Heart rate reduction strategy using ivabradine in end-stage Duchenne cardiomyopathy

Adorisio R, Calvieri C, Cantarutti N, et al. Heart rate reduction strategy using ivabradine in end-stage Duchenne cardiomyopathy. International journal of cardiology 2019.

Nowadays cardiomyopathy is one of the leading causes of dead in DMD. Ivabradine is a compound that has demonstrated effects in other populations suffering from heart failure. It reduces the heart rate. In this study it was tested in patients with end stages of cardiomyopathy. Heart rate reduction by ivabradine showed potential to delay heart failure; however, this was only a short study in which patients were not randomly divided over the groups. So more extensive research should investigate the real potential of heart rate reduction strategy.

Adorisio_2019_Int J Cardiol. Jan 17

 

Abstract

BACKGROUND: End-stage dilated cardiomyopathy (DCM) is the leading cause of morbidity and mortality in patients with Duchenne Muscular Dystrophy (DMD). No studies are available on the effect of ivabradine on long-term outcomes in end-stage DMD/DCM.

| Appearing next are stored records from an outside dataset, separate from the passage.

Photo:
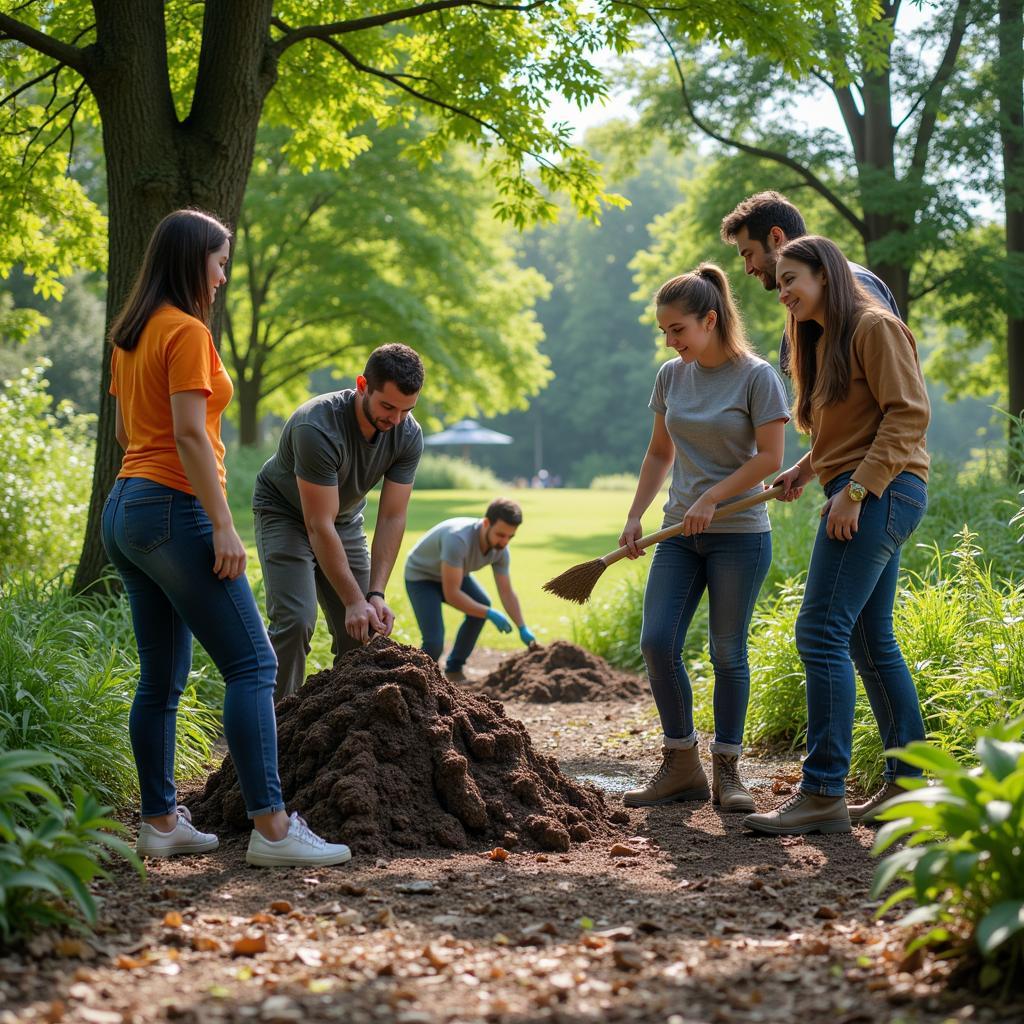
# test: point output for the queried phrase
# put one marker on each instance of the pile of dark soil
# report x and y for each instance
(384, 754)
(559, 672)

METHODS: We prospectively enrolled a cohort of end-stage DMD/DCM patients with LV ejection fraction <40%, on chronic HF treatment with an ACE inhibitor referred consecutively from 2012 to 2017 to Bambino Gesu Children’s Hospital. In each patient, before starting HRR strategy and after 1year, we collected medical records comprehensive of clinical, demographic and imaging parameters, BNP levels, neurological and respiratory assessment.

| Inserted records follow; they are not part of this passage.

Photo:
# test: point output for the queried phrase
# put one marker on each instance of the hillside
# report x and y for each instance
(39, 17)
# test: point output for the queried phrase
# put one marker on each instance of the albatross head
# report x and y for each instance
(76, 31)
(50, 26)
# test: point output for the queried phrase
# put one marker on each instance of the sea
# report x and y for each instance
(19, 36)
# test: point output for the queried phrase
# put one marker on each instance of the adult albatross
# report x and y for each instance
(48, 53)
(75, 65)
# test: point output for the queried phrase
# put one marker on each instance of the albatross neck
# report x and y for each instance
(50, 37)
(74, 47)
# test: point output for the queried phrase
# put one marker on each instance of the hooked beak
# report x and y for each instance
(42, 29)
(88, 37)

RESULTS: Twenty male patients with DMD/DCM with a mean age of 15.0+/-3.5 (13-19 IQR) years were enrolled and divided into 2 groups according to ivabradine therapy. This group showed a higher incidence of MACEs compared to others in treatment with ivabradine (87.5% vs 12.5%, p=0.025). At Kaplan Meier survival analysis curves, the rate free from MACEs was higher in patients treated with ivabradine (log rank p=0.017). At multivariate Cox regression analysis, ivabradine therapy was an independent predictor of freedom from MACEs (H.R. 0.078, 95% CI 0.007-0.877, p=0.039).

CONCLUSION: HRR strategy, whether achieved by beta blockers alone or in combination with ivabradine, seemed to be effective in reducing the incidence of acute adverse events, reaching optimal target heart rate and improving left ventricular function in DMD/DCM patients.